An Electrical Management System (or basic surge protector) that protects an RV from voltage fluctuations and wiring problems at campground pedestals.

Also called: EMS, Electrical Management System, surge protector, RV surge protector, Progressive Industries EMS

An EMS (Electrical Management System) or basic surge protector is a device that protects an RV from voltage fluctuations and wiring problems at campground pedestals. Plugging into a faulty pedestal can damage thousands of dollars worth of RV electronics — AC compressors, refrigerators, microwaves, the converter itself.

Every RV renter should have one. It’s the single highest-leverage piece of accessory equipment.

What a basic surge protector does

A basic surge protector (Camco, Technology Research) protects against:

  • Lightning strikes that overload the campground wiring
  • Brief voltage spikes from utility issues
  • Reversed polarity in pedestal wiring

Costs $80-150 at any RV store.

What an EMS adds

An Electrical Management System (Progressive Industries EMS-HW30C or similar) does everything a surge protector does, plus:

  • Low voltage protection. Cuts power if pedestal voltage drops below 104V (which can damage AC units).
  • High voltage protection. Cuts power if voltage exceeds 132V (which can damage electronics).
  • Open neutral / open ground detection. Cuts power if the pedestal wiring is unsafe.
  • Sustained polarity check. Continuous, not just at startup.

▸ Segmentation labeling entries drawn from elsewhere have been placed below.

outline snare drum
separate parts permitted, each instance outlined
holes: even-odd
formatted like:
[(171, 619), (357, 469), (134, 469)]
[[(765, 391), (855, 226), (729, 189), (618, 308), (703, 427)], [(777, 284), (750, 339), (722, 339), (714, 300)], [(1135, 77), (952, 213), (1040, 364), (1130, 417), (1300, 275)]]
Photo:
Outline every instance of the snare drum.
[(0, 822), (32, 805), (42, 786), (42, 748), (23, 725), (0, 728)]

Costs $250-500. The difference between surge protector and EMS is meaningful — the EMS will reject a bad pedestal where the surge protector accepts it and damages your appliances.

How they install

Two installation patterns:

  1. Portable plug-in. Plug between the pedestal and the RV’s shore power cord. Universal — works in any rental. Buy a portable EMS to bring with you.
  2. Hardwired internal unit. Installed inside the RV between the shore power inlet and the converter. Permanent. Most newer rentals have one.

For renters, a portable plug-in EMS or surge protector is the right answer. Buy once, use on every rental.

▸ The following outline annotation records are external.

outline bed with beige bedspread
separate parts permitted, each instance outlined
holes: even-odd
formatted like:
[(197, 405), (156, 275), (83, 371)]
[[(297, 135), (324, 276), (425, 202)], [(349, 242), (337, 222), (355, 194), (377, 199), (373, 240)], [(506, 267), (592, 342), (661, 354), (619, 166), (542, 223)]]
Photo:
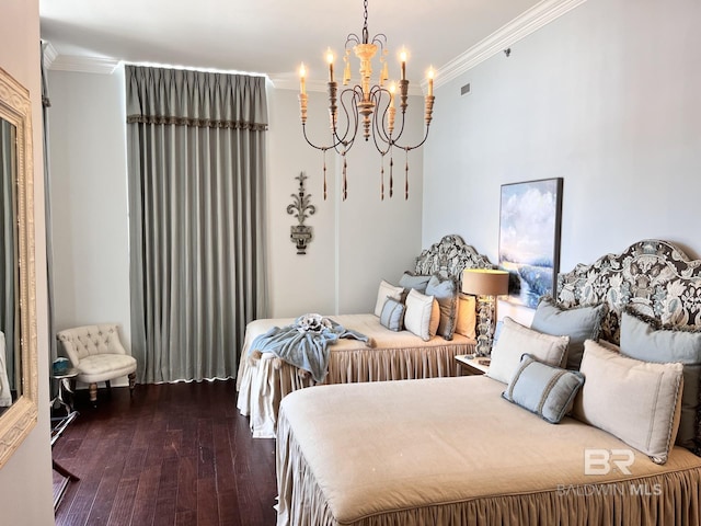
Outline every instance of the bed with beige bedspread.
[[(459, 236), (446, 236), (422, 251), (412, 274), (446, 276), (459, 287), (464, 268), (493, 266), (486, 256), (466, 244)], [(474, 302), (469, 305), (472, 330), (462, 331), (464, 334), (456, 332), (450, 340), (436, 334), (425, 341), (407, 330), (389, 330), (375, 313), (330, 316), (344, 328), (368, 336), (371, 344), (340, 339), (330, 345), (327, 374), (323, 381), (314, 381), (306, 371), (272, 353), (252, 348), (256, 336), (275, 327), (288, 327), (294, 318), (252, 321), (246, 327), (239, 362), (237, 408), (249, 416), (254, 437), (271, 438), (275, 437), (280, 400), (298, 389), (329, 384), (457, 376), (460, 368), (455, 356), (474, 352)]]
[(487, 376), (289, 395), (278, 526), (701, 524), (699, 297), (701, 261), (645, 240), (504, 320)]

What renters should verify

  • Does the rental have a hardwired EMS or surge protector? Many newer Class B and luxury Class A rentals do.
  • If not, is one provided as part of the rental kit?
  • If neither, bring your own. A $90 surge protector is cheap insurance against $2,000 in damage.

Brands to trust

  • Progressive Industries (EMS-HW30C for 30 amp, EMS-HW50C for 50 amp) — the gold standard
  • Hughes Autoformers — premium with voltage-boost capability
  • Camco Power Defender — budget surge protector
  • Surge Guard (Technology Research) — mid-tier

Avoid generic Amazon brands — the failure mode of a bad surge protector is “didn’t protect anything.” Spend the $90-$150 on a name brand.